No matter how bad I felt, I stayed and persevered.

Now that I am home for the summer, I have been reminiscing on the past two semesters of school. At the beginning of the school year, I had a much different idea of how it would go. It was going to be "my year," but somehow while the year was going on, I felt that I had been completely wrong. It's easy to come to quick conclusions when life doesn't exactly go your way. Conclusions like "this year has been the worst year ever" and "I can never get a break" were often popping up in my head. My grades weren't where I wanted them, and I was surprised by a lot of occurrences that I never expected to happen (imagine a wild ride). I found out who my true friends are and who I could rely on, and luckily, my circle only grew. Being extremely extroverted, it was hard for me to get out and just do something. Being in this "rut" took a toll on me. I had to make those hard decisions about doing what was best for me in the long run instead of doing something just for the moment. Trust me when I say, this was NOT easy at all.

Through all the tears and change all around me, I decided to proceed to the finish line because I am NOT a quitter.

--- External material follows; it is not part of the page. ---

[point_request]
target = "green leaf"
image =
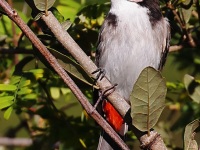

I decided that it was time for me to allow myself to fully, undeniably be me. I wanted to start doing the little things I enjoy again like working out, taking pictures, and simply just going out to do anything. I started forcing myself to take any opportunity that came my way, and it helped. One of the things that brought me so much joy was kickboxing – talk about therapeutic, people! Kickboxing at least three times a week helped my mood shift so much, and it was a start to seeing me again. I am so blessed with friends who would come over at, literally, any time of the day. Spending time with them helped me more than they could ever know. We did anything from just hanging out in my living room to splurging on a fun dinner. Through everything that I was doing daily, I was learning how to rely on myself. Looking back now, I have never really had to know what it felt like to rely mainly on myself. I did get so much help from my family and friends, but what good could their help do if I didn't want to help myself first?

Even though I felt like this was one of the worst years of my life, it taught me so much more than I ever expected. Looking back now, I grew so, so much. I learned how to smile when times get tough. I learned that it really is okay to not be okay sometimes, and it will be okay eventually. I learned that it's okay to ask for help because we weren't made to do life alone. Most importantly, I learned how to trust myself. My hope for anyone reading this, you will learn from my experience that the worst seasons get better. I am in such a good place right now because I never gave up, and I will continue to never give up. In a short amount of time, I am seeing how far I have come and how much I grew.